Jaguar: The Present

Cars

The F-type might have made the most headlines of late, but the XJR is the most representative car of what modern Jaguar is all about.

The Jaguar F-type is the brand’s first two-seat sports car since the E-type, first launched over half a century ago, and although it’s a great sports car and will sell as fast as Jaguar can make them, it’s an atypical Jaguar: surprisingly edgy and aggressive. The Jaguar XJR instead marries two traits that are very ‘modern Jag’. The first is simple modernity.



Much of Jaguar’s recent success is down to Design Director Ian Callum, who unlike most car design bosses has been left in place long enough to see his vision of a complete, coherent line-up through into production. He abhors ‘retro’. His forebears didn’t have the courage to break the look that Sir William Lyons set in 1968 with the first XJ, and but their homages looked increasingly chintzy and absurd. Callum points out that the first Jaguar XJ was an incredibly modern car, and to be true to its spirit you need to ignore its look, and do something fresh. That’s Callum’s XJ. It’s a controversial car, but it should be: it’s not chasing the global ubiquity of the S-class so it can – should, even – be a bold, distinctive, divisive design. I love it. You might not.
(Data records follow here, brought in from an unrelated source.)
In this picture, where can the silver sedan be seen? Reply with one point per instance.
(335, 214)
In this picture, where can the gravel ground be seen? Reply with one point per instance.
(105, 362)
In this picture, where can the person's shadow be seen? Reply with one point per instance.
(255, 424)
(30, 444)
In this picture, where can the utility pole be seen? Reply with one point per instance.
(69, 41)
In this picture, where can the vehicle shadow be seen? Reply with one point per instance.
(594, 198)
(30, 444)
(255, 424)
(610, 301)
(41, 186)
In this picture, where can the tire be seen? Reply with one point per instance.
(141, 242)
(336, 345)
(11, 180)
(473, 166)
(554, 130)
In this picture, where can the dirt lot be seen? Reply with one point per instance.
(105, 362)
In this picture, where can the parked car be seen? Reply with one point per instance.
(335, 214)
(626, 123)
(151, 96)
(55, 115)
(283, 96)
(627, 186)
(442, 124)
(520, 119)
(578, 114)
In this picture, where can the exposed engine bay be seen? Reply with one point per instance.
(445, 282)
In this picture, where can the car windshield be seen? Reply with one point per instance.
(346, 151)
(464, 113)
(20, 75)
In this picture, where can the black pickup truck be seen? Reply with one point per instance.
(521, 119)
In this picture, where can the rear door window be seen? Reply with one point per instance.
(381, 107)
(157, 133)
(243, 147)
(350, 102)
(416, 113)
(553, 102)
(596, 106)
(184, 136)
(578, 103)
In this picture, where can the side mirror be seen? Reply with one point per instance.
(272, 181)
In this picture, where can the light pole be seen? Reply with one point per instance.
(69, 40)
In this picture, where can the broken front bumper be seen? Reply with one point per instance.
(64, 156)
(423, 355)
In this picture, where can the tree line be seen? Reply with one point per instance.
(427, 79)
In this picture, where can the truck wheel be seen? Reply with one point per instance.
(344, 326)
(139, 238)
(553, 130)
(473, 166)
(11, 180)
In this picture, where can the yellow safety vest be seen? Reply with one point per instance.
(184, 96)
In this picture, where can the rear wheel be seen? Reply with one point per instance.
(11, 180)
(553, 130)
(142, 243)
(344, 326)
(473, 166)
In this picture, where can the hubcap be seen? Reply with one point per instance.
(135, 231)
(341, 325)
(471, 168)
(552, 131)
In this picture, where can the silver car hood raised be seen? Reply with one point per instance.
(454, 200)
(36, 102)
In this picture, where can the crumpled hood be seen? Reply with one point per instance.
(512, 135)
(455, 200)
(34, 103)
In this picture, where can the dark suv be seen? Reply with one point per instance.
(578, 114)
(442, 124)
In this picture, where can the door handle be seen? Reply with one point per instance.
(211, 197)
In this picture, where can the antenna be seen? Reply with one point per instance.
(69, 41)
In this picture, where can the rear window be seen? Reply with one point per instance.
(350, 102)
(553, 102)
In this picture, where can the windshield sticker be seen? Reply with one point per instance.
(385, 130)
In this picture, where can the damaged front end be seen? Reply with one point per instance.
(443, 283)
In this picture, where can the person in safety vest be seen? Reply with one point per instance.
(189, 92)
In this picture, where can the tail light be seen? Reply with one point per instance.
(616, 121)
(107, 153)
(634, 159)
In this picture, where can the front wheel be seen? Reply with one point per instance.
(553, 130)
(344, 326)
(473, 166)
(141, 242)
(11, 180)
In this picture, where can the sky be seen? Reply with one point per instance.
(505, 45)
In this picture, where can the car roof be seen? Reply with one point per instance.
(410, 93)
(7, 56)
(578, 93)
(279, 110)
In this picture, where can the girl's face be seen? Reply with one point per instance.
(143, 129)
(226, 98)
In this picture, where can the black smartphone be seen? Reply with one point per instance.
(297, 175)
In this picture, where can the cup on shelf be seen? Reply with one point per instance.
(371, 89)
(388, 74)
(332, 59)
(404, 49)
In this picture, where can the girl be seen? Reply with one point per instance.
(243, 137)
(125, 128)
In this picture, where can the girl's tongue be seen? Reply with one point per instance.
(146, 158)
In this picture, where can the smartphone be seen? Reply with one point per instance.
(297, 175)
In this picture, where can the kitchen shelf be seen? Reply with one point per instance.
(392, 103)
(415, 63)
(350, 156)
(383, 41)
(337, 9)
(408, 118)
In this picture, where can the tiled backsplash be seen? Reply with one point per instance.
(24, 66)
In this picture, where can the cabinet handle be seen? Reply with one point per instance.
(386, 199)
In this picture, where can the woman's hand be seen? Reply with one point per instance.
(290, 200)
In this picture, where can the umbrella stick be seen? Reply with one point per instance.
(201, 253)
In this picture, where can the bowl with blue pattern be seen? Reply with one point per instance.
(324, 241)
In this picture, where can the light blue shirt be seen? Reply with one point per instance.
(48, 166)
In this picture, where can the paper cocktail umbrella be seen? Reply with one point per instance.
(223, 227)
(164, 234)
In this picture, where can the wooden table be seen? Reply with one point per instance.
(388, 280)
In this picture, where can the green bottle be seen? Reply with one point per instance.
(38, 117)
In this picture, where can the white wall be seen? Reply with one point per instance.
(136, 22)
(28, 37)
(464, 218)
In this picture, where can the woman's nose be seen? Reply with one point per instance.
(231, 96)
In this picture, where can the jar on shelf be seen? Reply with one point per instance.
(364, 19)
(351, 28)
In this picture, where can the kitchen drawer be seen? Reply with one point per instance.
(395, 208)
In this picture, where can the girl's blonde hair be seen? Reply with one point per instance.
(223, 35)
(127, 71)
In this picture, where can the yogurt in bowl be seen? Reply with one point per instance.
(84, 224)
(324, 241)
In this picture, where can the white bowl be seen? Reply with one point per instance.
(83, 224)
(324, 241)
And now into this striking body goes Jaguar’s most powerful-ever production engine to make the XJR, the quickest XJ and a return for the badge that first appeared 25 years ago and marked the debut of Jaguar’s ‘R’ performance badge.

The motor is a supercharged V8 making 550 horsepower and until now only seen in the built-to-order RS-badged Jaguars. This is the other Jaguar ‘theme’ the XJR represents: a new-found love of berserk performance without kippering the ease and refinement that ought to characterise a Jaguar. I’ve driven the XJR. Not many people have, yet. It will still cruise like a limo. But it also goes like a dragster: at 4.7sec to 60mph it’s faster than the smaller (and seriously good) XFR because its aluminium construction means it weighs about the same, but has 50 horsepower more. It handles as well too, despite its extra size, because its aluminium stiffness gives it more precision and control. And it sounds like an F-type, with a very naughty, un-limo-like pop and crackle on the over-run from the equally naughty-looking, slightly upturned quad tailpipes that Callum, a hot-rod fan, has allowed to be three-quarters of a inch longer than they really need to be.

The XJR is as charismatic as it is fast as it will be rare at £92,370, and it’s the heart and soul of Jaguar.